Consideration of haplotypes of candidate genes is the basis for an effective association study of complex diseases. A problem, however, arises because composite genotypes are the observed data. Haplotypes are not directly observed; they are estimated from genotype data. Generally, haplotypes are maximum likelihood estimates (MLE) established using, for example, an expectation-maximization (EM) algorithm. We implement a haplotype estimation method that considers pedigree structure and a partition-ligation procedure. If such estimated haplotypes are considered and analyzed as if they were directly observed data, without considering the phase uncertainly, inflation of the type I errors may occur and tests become anti-conservative. One solution is to use a likelihood approach to consider all possible haplotypes with their corresponding probabilities. Here we discuss an alternative approach using Monte Carlo testing, and introduce hapMC, a Java program, that performs such analyses. The key to the Monte Carlo procedure is to appropriately match the observed statistic and the simulated null statistics that form the null, such that a valid test of the correct size is maintained. This is achieved as follows: MLE haplotypes are established for the observed data, and the statistic of interest calculated, ignoring the phase uncertainty. Haplotype frequencies are estimated from the observed data as well and these frequencies are used to assign haplotypes to individuals (independent of case/control status). This generates a null configuration of haplotype data. The known phase is then ignored, considered as genotypes and MLE haplotypes are estimated for the null configuration. Again, the MLE haplotypes are estimated using the null data and the statistic of interest is calculated on the null data. Repeating, a null distribution is produced for testing the observed statistic against. Our program, hapMC, performs the necessary Monte Carlo procedure and EM estimates of haplotypes to provide valid haplotype tests for various standard association statistics, appropriately accounting for phase uncertainty. We also implement the use of pseudocontrols for the family-based data.
|Instructions to run hapMC|
1. Java 1.6 JRE must be installed on your system (Download here)
- To check if Java is installed go to a command prompt and type java.
- To check the Java version installed go to a command prompt and type java -version.
2. Download hapmc.jar
3. Create .rgen and .dat files. Examples can be found here.
- Note that the .rgen and .dat files can be placed anywhere on your system, but precaution needs to be taken when specifying where they are located when you execute the program.
- In the simplest situation, the .rgen and .dat are in the same directory as the .jar files.
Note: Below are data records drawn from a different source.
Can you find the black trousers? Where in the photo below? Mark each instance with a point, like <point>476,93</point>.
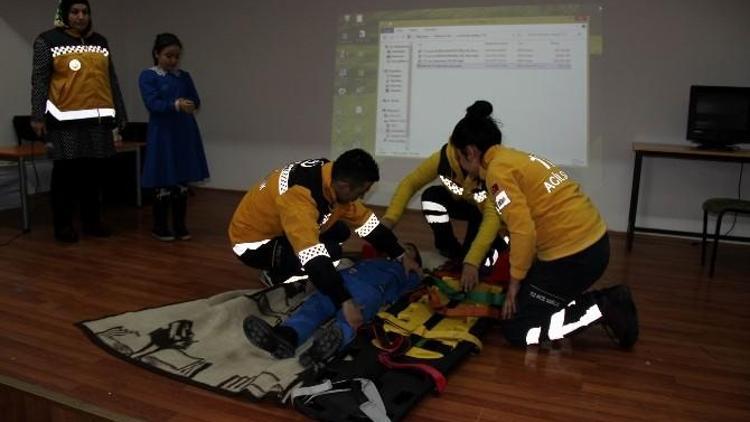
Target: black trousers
<point>442,229</point>
<point>551,303</point>
<point>278,257</point>
<point>81,179</point>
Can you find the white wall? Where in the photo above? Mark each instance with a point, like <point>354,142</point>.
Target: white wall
<point>265,72</point>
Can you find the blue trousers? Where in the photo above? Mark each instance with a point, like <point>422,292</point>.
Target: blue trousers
<point>372,284</point>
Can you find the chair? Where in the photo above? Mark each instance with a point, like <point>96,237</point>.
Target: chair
<point>22,127</point>
<point>719,206</point>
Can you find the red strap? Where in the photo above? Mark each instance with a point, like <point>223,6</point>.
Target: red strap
<point>437,377</point>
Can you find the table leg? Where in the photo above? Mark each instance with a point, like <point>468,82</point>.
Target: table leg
<point>634,199</point>
<point>138,199</point>
<point>23,189</point>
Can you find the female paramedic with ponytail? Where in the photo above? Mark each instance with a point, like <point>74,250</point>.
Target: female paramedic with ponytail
<point>560,242</point>
<point>459,196</point>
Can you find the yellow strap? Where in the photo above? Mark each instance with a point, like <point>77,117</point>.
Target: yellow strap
<point>420,353</point>
<point>454,336</point>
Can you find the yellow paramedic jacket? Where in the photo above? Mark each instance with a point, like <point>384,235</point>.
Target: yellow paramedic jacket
<point>298,202</point>
<point>80,86</point>
<point>547,214</point>
<point>443,165</point>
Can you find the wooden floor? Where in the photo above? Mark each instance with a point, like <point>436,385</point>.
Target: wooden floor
<point>691,363</point>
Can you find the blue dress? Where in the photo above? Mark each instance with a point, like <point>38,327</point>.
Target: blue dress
<point>174,149</point>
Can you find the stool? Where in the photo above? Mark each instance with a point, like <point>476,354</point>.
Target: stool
<point>719,206</point>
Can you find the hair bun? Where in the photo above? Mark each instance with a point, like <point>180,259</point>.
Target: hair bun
<point>480,109</point>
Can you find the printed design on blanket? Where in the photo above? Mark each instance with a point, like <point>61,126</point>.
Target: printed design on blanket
<point>202,342</point>
<point>165,350</point>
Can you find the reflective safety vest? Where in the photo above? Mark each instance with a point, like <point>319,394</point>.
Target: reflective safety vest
<point>80,86</point>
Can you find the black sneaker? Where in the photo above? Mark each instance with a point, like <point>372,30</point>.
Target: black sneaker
<point>165,235</point>
<point>96,230</point>
<point>182,234</point>
<point>326,343</point>
<point>619,315</point>
<point>66,235</point>
<point>261,334</point>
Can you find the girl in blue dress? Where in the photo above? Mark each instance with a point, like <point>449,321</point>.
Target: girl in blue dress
<point>174,150</point>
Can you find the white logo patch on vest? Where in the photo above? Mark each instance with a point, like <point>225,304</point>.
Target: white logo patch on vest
<point>501,198</point>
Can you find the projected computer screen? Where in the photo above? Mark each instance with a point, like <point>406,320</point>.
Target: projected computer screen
<point>404,78</point>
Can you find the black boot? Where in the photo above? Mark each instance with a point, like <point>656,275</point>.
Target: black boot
<point>619,314</point>
<point>161,213</point>
<point>179,211</point>
<point>90,184</point>
<point>61,196</point>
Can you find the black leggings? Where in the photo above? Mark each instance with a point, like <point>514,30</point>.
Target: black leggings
<point>77,178</point>
<point>551,286</point>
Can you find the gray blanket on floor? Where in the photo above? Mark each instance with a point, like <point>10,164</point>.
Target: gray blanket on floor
<point>202,341</point>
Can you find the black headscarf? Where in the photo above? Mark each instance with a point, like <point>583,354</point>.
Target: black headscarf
<point>63,9</point>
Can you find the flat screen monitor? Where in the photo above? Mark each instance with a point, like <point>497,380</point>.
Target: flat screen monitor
<point>719,116</point>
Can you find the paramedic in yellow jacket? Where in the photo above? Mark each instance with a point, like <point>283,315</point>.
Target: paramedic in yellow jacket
<point>75,105</point>
<point>458,196</point>
<point>293,222</point>
<point>560,243</point>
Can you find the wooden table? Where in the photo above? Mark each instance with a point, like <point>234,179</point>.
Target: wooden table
<point>683,152</point>
<point>21,153</point>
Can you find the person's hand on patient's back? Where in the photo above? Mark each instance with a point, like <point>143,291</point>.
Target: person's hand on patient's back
<point>469,277</point>
<point>186,106</point>
<point>411,264</point>
<point>352,314</point>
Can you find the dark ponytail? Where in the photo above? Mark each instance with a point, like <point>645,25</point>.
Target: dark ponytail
<point>477,128</point>
<point>163,41</point>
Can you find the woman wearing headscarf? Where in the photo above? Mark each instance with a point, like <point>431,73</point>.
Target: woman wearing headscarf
<point>75,105</point>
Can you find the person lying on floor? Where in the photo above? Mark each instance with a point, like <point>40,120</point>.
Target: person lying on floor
<point>372,284</point>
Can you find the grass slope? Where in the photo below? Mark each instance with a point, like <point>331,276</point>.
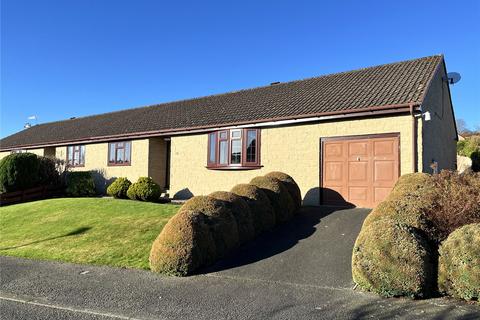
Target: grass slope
<point>98,231</point>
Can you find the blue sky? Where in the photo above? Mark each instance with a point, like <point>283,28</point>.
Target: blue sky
<point>61,59</point>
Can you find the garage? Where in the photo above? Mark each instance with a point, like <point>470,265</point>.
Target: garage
<point>359,170</point>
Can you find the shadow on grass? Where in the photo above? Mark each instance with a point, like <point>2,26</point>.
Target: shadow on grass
<point>74,232</point>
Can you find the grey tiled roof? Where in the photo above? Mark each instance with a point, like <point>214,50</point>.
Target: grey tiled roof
<point>390,84</point>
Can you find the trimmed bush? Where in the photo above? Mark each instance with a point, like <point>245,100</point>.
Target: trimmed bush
<point>184,245</point>
<point>411,183</point>
<point>118,189</point>
<point>80,184</point>
<point>291,186</point>
<point>145,189</point>
<point>459,263</point>
<point>457,202</point>
<point>262,210</point>
<point>220,219</point>
<point>19,171</point>
<point>393,259</point>
<point>47,172</point>
<point>241,212</point>
<point>279,196</point>
<point>404,211</point>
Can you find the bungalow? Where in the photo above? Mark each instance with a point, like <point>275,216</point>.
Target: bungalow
<point>344,137</point>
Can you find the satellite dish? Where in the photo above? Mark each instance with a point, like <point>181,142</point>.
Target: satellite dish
<point>453,77</point>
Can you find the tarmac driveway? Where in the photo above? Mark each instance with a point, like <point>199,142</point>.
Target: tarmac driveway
<point>315,248</point>
<point>299,271</point>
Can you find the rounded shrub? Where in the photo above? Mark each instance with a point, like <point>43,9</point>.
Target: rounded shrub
<point>241,212</point>
<point>184,245</point>
<point>291,186</point>
<point>393,259</point>
<point>222,224</point>
<point>145,189</point>
<point>279,196</point>
<point>457,202</point>
<point>403,211</point>
<point>475,156</point>
<point>47,172</point>
<point>19,171</point>
<point>260,207</point>
<point>118,189</point>
<point>459,263</point>
<point>80,184</point>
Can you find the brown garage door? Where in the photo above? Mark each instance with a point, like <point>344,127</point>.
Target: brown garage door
<point>359,170</point>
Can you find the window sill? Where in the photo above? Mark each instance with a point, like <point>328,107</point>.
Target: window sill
<point>228,168</point>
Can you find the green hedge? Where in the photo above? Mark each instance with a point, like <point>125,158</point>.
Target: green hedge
<point>206,228</point>
<point>429,208</point>
<point>459,263</point>
<point>18,171</point>
<point>145,189</point>
<point>21,171</point>
<point>80,184</point>
<point>393,259</point>
<point>118,189</point>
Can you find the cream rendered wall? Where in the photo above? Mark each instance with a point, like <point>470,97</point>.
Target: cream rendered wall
<point>439,134</point>
<point>96,155</point>
<point>294,150</point>
<point>38,152</point>
<point>157,157</point>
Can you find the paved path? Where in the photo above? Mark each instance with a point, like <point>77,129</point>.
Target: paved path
<point>300,271</point>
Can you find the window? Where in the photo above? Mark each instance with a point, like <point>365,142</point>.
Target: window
<point>235,148</point>
<point>119,153</point>
<point>76,156</point>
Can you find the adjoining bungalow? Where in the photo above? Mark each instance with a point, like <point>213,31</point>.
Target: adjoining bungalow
<point>343,137</point>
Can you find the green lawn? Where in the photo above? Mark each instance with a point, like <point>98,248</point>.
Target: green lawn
<point>83,230</point>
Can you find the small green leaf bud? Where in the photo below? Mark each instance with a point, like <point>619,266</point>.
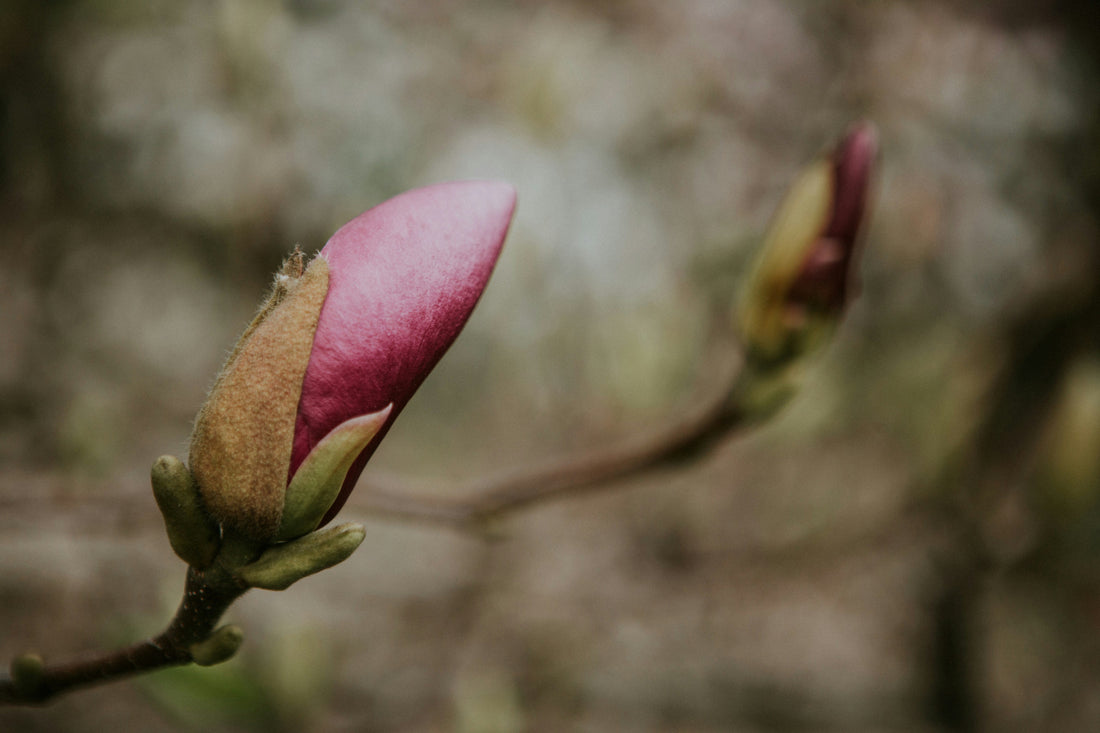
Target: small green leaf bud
<point>221,645</point>
<point>320,477</point>
<point>283,565</point>
<point>193,534</point>
<point>26,670</point>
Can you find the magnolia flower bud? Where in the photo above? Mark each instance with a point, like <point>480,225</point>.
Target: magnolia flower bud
<point>800,283</point>
<point>337,351</point>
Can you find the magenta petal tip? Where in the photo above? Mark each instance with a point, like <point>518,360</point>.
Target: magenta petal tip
<point>403,280</point>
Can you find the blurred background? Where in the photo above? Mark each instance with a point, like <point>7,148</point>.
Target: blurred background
<point>910,546</point>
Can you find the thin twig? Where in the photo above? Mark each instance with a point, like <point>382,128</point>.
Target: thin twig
<point>206,598</point>
<point>693,435</point>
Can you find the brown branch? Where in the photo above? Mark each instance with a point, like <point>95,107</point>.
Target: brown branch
<point>206,598</point>
<point>689,438</point>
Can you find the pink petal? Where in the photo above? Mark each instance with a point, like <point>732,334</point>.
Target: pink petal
<point>403,280</point>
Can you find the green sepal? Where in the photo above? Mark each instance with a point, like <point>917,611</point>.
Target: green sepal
<point>317,482</point>
<point>193,534</point>
<point>284,565</point>
<point>219,646</point>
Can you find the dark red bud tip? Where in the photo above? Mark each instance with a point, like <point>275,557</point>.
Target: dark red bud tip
<point>853,162</point>
<point>825,279</point>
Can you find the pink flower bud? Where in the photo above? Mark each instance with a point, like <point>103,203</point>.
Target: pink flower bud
<point>403,280</point>
<point>336,353</point>
<point>801,280</point>
<point>824,281</point>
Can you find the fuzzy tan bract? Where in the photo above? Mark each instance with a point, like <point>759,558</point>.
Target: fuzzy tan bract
<point>241,445</point>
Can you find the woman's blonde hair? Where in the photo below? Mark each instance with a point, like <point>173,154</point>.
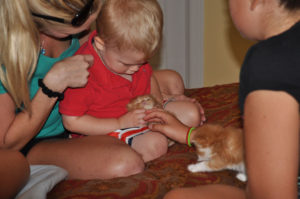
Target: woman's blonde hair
<point>131,24</point>
<point>20,44</point>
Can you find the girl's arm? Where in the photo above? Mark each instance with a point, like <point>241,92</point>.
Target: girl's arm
<point>155,90</point>
<point>17,129</point>
<point>271,126</point>
<point>89,125</point>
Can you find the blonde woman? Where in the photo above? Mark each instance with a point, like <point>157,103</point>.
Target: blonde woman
<point>35,45</point>
<point>37,64</point>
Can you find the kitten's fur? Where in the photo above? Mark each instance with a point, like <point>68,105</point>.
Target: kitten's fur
<point>143,101</point>
<point>146,102</point>
<point>219,148</point>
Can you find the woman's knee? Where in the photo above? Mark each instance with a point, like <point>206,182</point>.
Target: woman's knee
<point>128,163</point>
<point>158,146</point>
<point>187,112</point>
<point>170,82</point>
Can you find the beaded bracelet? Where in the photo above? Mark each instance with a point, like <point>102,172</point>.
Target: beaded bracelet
<point>188,136</point>
<point>48,92</point>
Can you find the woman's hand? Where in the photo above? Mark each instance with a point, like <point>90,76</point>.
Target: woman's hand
<point>166,123</point>
<point>70,72</point>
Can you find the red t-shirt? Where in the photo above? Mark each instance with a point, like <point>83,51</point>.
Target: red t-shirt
<point>106,94</point>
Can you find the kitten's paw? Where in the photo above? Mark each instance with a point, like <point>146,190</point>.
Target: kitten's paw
<point>242,177</point>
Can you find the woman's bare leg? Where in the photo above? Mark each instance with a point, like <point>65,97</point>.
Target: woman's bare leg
<point>170,82</point>
<point>216,191</point>
<point>90,157</point>
<point>14,172</point>
<point>150,145</point>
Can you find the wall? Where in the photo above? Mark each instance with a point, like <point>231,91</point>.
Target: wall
<point>224,48</point>
<point>182,46</point>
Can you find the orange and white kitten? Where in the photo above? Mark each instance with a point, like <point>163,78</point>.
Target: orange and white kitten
<point>219,148</point>
<point>143,102</point>
<point>146,102</point>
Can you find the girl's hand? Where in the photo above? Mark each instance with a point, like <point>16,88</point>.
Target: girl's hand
<point>166,123</point>
<point>189,99</point>
<point>132,119</point>
<point>70,72</point>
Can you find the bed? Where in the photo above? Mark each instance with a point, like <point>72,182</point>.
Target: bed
<point>169,171</point>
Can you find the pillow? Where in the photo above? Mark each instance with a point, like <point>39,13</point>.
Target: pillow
<point>42,179</point>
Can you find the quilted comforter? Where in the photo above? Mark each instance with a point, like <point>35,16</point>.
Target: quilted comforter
<point>169,171</point>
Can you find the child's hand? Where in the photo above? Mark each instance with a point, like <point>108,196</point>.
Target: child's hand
<point>166,123</point>
<point>132,119</point>
<point>185,98</point>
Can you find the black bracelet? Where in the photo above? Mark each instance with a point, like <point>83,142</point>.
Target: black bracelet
<point>50,93</point>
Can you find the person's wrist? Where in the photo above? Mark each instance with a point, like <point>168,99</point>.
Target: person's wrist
<point>50,93</point>
<point>55,83</point>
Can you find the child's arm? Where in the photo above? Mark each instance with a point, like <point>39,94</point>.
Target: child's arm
<point>155,90</point>
<point>89,125</point>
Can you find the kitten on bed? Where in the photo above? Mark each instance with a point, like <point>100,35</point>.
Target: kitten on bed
<point>219,148</point>
<point>146,102</point>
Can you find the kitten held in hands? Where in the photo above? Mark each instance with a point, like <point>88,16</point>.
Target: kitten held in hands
<point>146,102</point>
<point>143,102</point>
<point>219,148</point>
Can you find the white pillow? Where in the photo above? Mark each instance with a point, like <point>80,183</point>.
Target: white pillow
<point>42,179</point>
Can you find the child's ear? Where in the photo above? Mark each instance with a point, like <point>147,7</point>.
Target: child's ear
<point>99,43</point>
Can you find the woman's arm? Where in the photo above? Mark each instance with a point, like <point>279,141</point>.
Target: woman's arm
<point>271,127</point>
<point>89,125</point>
<point>17,129</point>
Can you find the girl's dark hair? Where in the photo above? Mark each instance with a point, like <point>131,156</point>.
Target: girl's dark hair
<point>290,4</point>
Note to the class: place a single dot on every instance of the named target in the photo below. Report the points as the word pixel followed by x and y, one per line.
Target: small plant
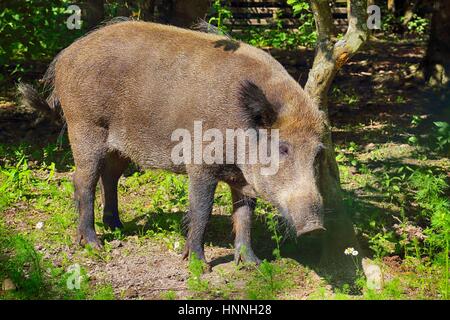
pixel 267 282
pixel 219 14
pixel 443 135
pixel 195 282
pixel 417 24
pixel 272 224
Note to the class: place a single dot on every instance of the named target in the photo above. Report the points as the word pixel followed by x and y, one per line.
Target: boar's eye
pixel 285 149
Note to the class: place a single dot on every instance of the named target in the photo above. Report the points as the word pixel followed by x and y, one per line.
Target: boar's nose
pixel 313 228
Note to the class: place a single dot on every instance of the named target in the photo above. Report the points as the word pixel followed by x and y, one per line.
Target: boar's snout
pixel 309 220
pixel 313 228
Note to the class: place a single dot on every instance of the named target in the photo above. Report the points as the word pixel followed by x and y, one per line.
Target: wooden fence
pixel 265 13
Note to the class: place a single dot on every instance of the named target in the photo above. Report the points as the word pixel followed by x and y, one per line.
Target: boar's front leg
pixel 202 186
pixel 242 218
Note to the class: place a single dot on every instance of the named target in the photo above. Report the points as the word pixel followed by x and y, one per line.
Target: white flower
pixel 349 251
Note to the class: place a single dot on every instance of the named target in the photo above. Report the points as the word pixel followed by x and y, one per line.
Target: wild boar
pixel 125 88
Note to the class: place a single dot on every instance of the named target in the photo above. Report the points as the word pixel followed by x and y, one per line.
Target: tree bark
pixel 329 58
pixel 437 60
pixel 94 13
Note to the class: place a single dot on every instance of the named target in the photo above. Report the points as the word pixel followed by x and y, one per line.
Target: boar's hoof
pixel 188 253
pixel 89 238
pixel 112 222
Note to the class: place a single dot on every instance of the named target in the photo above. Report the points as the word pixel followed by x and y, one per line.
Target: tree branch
pixel 331 57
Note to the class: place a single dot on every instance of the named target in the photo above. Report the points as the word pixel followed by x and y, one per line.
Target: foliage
pixel 195 282
pixel 32 30
pixel 267 282
pixel 219 12
pixel 417 25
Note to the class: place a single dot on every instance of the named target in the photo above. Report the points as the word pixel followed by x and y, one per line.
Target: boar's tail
pixel 51 106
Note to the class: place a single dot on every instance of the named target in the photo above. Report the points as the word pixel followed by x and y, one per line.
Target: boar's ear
pixel 256 108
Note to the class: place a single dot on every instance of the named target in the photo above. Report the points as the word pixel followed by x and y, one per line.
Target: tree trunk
pixel 330 57
pixel 437 60
pixel 95 13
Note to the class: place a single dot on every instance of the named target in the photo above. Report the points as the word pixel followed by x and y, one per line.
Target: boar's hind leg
pixel 88 154
pixel 112 170
pixel 201 197
pixel 242 216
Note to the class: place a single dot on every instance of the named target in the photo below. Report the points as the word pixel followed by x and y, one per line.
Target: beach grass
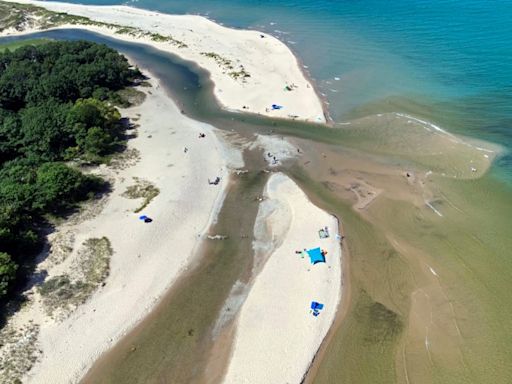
pixel 179 330
pixel 63 293
pixel 142 189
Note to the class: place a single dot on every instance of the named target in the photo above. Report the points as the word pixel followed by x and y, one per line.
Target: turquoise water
pixel 449 61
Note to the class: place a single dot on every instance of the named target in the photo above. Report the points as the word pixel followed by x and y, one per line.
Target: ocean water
pixel 448 61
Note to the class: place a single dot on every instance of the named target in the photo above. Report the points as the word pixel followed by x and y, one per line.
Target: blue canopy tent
pixel 316 256
pixel 316 307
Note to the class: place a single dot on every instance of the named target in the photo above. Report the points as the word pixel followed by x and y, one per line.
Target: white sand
pixel 269 62
pixel 147 257
pixel 277 336
pixel 276 149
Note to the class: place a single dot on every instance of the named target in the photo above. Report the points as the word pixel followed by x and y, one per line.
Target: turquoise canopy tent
pixel 316 256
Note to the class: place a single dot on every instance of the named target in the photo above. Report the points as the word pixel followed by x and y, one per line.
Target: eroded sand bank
pixel 277 335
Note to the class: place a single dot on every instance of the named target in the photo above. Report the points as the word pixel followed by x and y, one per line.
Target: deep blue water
pixel 449 61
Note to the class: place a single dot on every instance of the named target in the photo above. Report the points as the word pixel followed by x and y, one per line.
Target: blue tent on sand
pixel 315 256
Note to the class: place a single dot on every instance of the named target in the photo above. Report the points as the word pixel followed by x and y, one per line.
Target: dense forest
pixel 55 108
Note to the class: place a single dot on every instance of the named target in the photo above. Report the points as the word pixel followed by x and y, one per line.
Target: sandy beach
pixel 277 335
pixel 273 73
pixel 147 257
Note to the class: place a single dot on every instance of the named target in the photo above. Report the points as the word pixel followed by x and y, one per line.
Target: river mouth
pixel 427 242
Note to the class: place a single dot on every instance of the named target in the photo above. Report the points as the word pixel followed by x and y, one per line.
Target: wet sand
pixel 429 294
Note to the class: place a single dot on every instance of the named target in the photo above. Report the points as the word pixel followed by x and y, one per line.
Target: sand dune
pixel 147 258
pixel 222 51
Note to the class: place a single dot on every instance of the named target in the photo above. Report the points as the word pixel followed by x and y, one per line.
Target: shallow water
pixel 382 336
pixel 448 61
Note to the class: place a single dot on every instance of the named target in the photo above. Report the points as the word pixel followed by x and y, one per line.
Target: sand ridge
pixel 274 74
pixel 147 258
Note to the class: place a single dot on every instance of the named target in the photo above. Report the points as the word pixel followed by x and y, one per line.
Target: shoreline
pixel 276 335
pixel 249 68
pixel 129 294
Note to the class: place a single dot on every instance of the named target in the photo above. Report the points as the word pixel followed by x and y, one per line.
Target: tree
pixel 57 185
pixel 7 272
pixel 97 142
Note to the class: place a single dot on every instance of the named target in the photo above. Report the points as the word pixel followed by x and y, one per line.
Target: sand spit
pixel 147 257
pixel 277 335
pixel 251 70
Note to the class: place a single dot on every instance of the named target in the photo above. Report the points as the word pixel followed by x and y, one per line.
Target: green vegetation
pixel 141 190
pixel 64 292
pixel 55 107
pixel 19 16
pixel 17 44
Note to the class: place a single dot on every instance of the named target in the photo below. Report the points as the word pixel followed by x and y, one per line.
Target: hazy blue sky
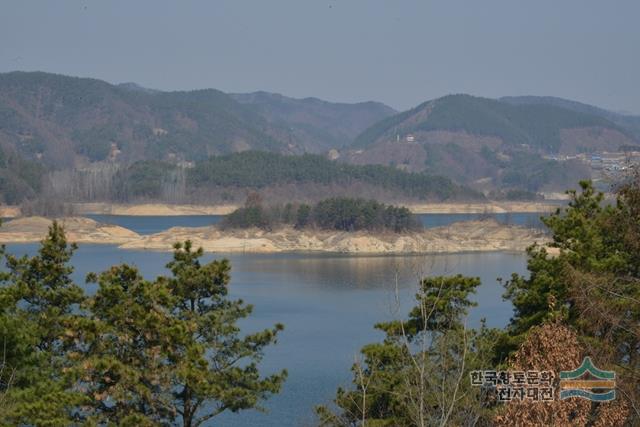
pixel 400 52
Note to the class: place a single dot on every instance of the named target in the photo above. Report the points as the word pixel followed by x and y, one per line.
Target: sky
pixel 400 52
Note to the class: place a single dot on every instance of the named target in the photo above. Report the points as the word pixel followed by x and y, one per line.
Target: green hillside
pixel 253 170
pixel 318 125
pixel 64 119
pixel 537 125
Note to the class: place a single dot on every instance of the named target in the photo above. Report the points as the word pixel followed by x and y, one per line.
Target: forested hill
pixel 535 124
pixel 284 178
pixel 317 124
pixel 626 121
pixel 64 120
In this scenario, the .rgen would have specify the .dat file as being in the same directory (i.e. genotypedata="GenotypeData.dat").
- The .dat file also should not contain any extra lines at the bottom. This will cause an error while the program is reading the data.
4. Go to the directory with Genie.jar and type java -jar hapmc.jar hapMC <.rgen file name> .
- If the .rgen file is in another directory, then it is necessary to specify that location in the command line.
1. Pedigree phase configurations output with posterior probabilities and haplotype estimates and poster.
- See examples for example output
- See rgen for explanation of parameters.
2. Mendelian inheritance error checking.
- Simple error checking for Mendelian inheritance discrepancies.
Running out of heap space?
- For larger datasets or use of large number of Monte Carlo simulations (i.e. 80,000 - 100,000) the default Java Virtual Machine (JVM) memory allocation may not be sufficient. In this case, more memory for the JVM can be allocated provided the system being used has the memory by using -Xms and -Xmx when executing the program. Example: java -Xms1024m -Xmx1536m -jar hapmc.jar hapMC <.rgen file name>. The example will allocate a maximum of 1.5 Gb and a minimum of 1 Gb of memory for the JVM to use while executing the program. The maximum amount of memory allocation for 32 bit systems is 2 Gb.